Rich, I gather your reason would be because it's unclear if anyone would actually use a canonicalName element? That is, it's unneeded.
Not exactly. I see a need, but I see other needs as well. I'd rather find a more stable and robust solution that allows people with both parsed and unparsed data to share what they have in a way that allows users to get what they need & want. My problem is not so much with canonicalName per se, but rather that it is unclear where the overlap and non-ovelap with scientificName is. It seems to me to be 80% overlap. As I said in my last post to Tony just now, I think the real problem is that scientificName is both core and loosely defined.
My feeling is that there should be *one* way to deal with completely unparsed data (e.g., a term that starts with "verbatim"), and *one* way for people to deal with parsed data. The problem is, there are different levels of parsed out there:
- fully unparsed with name bits and/or authorship in the same text string - authorship and name bits parsed - name bits parsed into "NameElement" pieces, with qualifiers stripped - name bits parsed into "NameElement" pieces, with qualifiers included - authorship parsed to names and/or years - authorship parsed to reference citation - etc.
You said you worry about feature creep. I suppose I worry about semantic creep.
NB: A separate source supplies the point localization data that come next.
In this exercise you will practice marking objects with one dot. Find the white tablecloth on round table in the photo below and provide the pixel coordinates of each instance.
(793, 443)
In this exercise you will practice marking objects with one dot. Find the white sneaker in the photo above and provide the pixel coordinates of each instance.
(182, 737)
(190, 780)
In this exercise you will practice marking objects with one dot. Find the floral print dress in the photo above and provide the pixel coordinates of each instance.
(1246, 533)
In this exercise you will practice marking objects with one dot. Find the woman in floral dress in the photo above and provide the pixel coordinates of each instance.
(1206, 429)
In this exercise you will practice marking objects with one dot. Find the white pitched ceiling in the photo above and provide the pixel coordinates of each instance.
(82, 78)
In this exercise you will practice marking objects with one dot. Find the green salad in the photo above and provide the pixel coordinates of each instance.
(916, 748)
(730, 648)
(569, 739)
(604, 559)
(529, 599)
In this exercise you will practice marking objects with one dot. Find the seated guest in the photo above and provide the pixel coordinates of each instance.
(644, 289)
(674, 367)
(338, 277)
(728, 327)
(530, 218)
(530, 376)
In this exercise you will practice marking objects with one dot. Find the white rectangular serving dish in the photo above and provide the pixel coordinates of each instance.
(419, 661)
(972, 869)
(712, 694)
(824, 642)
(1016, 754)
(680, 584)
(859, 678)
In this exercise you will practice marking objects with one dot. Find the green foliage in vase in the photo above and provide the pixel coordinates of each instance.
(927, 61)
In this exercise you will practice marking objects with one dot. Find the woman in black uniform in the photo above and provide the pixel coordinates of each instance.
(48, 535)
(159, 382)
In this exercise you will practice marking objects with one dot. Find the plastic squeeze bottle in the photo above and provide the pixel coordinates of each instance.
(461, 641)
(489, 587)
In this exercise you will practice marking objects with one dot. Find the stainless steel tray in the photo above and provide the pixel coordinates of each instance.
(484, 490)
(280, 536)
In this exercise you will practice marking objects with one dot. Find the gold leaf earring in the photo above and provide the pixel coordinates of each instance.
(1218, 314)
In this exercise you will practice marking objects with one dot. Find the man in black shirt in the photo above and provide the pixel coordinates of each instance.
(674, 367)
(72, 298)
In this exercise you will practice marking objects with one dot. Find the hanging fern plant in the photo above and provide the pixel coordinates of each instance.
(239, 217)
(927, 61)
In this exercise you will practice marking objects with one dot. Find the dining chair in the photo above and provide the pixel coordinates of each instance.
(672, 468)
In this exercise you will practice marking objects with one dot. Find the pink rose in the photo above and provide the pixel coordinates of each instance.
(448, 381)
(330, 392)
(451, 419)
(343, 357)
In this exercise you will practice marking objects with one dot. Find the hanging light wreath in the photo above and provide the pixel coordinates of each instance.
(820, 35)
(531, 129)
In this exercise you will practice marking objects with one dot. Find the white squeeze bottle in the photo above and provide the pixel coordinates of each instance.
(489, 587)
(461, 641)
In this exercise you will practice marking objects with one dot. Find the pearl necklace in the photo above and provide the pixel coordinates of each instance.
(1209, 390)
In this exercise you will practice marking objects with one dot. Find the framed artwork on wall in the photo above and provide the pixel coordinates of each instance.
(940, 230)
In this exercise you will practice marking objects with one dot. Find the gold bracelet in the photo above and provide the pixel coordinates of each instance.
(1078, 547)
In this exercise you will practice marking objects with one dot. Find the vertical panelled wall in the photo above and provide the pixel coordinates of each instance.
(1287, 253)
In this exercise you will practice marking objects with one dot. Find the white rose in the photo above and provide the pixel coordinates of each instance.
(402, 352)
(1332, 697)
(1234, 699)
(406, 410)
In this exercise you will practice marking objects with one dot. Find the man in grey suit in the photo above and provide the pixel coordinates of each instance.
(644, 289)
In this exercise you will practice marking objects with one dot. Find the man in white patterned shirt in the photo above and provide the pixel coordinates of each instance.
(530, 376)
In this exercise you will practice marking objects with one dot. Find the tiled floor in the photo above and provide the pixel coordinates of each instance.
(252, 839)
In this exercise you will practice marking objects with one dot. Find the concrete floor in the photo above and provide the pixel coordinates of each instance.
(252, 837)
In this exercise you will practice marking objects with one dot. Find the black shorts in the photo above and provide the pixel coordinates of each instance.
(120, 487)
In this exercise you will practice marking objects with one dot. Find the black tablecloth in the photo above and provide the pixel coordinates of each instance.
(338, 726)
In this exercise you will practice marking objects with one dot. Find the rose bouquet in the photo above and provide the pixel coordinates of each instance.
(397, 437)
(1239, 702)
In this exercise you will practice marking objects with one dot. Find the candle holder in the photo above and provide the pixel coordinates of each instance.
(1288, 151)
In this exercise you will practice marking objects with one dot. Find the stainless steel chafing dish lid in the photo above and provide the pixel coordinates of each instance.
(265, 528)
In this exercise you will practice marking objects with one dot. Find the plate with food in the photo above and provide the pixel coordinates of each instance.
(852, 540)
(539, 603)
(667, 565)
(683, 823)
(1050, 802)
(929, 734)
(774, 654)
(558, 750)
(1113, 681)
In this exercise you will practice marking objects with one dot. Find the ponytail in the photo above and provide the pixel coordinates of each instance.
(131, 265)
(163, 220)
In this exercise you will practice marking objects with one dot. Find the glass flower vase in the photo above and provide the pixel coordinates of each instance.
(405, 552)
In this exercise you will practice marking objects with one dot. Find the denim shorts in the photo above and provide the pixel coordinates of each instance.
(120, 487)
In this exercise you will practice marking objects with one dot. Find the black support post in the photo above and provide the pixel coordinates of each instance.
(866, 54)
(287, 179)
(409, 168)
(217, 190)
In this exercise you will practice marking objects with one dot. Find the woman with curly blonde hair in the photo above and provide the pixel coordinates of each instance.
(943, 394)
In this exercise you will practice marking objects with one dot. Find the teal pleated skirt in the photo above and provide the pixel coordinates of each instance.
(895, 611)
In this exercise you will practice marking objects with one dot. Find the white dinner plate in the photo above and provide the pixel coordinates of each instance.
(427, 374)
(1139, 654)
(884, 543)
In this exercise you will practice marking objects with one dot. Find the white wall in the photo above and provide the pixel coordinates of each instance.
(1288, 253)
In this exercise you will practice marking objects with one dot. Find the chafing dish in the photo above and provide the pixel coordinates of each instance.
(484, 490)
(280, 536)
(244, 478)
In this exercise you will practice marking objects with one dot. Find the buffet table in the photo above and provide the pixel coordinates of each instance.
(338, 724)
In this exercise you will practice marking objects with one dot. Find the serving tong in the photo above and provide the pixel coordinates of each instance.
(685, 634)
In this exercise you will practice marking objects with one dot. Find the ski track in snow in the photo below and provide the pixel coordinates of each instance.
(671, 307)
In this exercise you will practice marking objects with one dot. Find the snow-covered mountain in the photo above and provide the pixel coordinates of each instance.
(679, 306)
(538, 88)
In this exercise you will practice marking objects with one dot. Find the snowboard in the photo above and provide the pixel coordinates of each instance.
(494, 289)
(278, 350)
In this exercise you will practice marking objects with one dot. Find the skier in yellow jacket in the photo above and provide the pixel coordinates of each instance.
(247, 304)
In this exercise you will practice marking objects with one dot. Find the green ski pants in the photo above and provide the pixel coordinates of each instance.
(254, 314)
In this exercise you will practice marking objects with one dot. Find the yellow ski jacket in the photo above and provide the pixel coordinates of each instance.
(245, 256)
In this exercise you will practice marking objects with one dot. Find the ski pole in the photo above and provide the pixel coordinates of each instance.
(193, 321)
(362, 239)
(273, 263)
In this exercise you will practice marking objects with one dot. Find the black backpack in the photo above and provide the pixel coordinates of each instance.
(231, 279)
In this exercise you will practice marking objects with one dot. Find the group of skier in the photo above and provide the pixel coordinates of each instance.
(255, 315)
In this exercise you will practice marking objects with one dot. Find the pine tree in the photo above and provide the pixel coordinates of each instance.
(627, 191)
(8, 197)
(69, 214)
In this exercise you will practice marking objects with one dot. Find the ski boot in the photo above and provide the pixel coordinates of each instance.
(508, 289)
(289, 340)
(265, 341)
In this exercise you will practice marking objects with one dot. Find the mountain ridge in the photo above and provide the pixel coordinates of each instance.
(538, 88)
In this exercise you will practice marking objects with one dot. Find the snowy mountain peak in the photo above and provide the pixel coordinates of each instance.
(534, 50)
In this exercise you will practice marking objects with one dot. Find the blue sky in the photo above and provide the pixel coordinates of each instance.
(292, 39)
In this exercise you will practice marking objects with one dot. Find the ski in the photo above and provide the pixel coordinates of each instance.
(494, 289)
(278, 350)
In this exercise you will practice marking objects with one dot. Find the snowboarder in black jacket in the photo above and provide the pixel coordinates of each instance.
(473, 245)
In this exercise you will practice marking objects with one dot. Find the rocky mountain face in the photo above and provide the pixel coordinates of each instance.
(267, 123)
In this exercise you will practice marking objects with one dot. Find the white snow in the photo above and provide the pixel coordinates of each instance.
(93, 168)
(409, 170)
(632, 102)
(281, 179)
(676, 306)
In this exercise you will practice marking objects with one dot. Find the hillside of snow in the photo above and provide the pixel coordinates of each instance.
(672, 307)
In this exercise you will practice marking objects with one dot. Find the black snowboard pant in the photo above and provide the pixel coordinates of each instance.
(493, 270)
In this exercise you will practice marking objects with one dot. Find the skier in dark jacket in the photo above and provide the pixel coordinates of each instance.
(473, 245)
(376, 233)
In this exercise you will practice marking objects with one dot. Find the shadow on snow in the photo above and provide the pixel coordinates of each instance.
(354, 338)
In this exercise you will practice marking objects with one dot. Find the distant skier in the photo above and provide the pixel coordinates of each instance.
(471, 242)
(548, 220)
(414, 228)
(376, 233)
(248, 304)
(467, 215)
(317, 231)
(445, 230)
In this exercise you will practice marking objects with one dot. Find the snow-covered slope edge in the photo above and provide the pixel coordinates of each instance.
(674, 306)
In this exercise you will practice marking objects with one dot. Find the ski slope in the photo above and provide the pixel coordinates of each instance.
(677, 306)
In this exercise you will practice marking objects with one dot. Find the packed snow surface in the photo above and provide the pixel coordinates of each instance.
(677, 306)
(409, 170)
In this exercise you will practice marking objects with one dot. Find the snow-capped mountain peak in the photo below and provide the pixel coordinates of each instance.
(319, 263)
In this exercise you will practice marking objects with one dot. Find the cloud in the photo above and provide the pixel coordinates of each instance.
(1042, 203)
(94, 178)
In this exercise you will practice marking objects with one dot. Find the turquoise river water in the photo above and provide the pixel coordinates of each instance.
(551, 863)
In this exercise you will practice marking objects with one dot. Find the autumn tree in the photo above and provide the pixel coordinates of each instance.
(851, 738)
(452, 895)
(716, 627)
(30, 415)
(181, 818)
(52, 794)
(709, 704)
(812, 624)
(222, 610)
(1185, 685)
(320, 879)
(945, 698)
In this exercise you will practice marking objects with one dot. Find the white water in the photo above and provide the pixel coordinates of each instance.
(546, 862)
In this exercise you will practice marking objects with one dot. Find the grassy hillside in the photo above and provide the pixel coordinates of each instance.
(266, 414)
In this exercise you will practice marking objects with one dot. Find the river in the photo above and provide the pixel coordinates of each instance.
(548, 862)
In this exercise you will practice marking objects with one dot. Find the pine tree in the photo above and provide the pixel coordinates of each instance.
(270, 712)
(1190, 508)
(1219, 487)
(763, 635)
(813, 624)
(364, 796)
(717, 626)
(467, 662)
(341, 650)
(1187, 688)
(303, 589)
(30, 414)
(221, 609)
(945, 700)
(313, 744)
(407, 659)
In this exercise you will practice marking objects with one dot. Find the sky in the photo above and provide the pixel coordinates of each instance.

Extending the meaning of a term makes it more universal, but in a data world it increases the variability of the data that may be found attached to the term in some dataset. Imprecision in terms can create a lot of data quality headaches. Is that acceptable?
Exactly! This is getting at my point about scientificName being very liberal, but very essential (and overloaded). The addition of canonicalName would deal with a one or two problems, but I don't think it would solve the fundamental problem(s). It's more of a band-aid, than a cure, I guess.
Rich